On February 3, 2016, a conference titled ‘Islamic Feminism – International Convergences’ was held by the Action Committee of Muslim Women and the SPD-linked Friedrich Ebert Foundation in Berlin. According to its organisers, which included renowned academic Tuba Işık and journalist Kubra Gümüşay, the meeting aimed to discuss ways in which Muslim women could make themselves heard in public debates. Muslim women face an uphill struggle against double marginalisation in this regard: on the one hand, the non-Muslim mainstream often perceives hijab-wearing women as passive victims of male dominance. This has often prevented female Muslim activists from establishing effective links with their non-Muslim Western feminist counterparts. On the other hand, however, traditionalist currents within the Muslim community itself tend to perceive self-defining Islamic feminists as a group fouling their own cultural nest.

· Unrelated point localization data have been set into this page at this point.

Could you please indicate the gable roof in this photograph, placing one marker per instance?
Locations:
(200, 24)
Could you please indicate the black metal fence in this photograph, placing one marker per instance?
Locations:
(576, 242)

The conference drew on a range of international guests detailing their initiatives and concerns – including French activists pushing for more gender equality in mosques, or an American initiative seeking to expand educational opportunities for Muslim women, also in the field of Quranic schooling. Yet there also was considerable overlap with feminist issues and topics that are not of a distinctly religious or uniquely Muslim nature. These included demands for women’s financial independence and equal pay, as well as acrimonious debates on issues of class and race and of the ways in which the feminist movement (Islamic or non-Islamic) might become more inclusive towards all those it wishes to represent.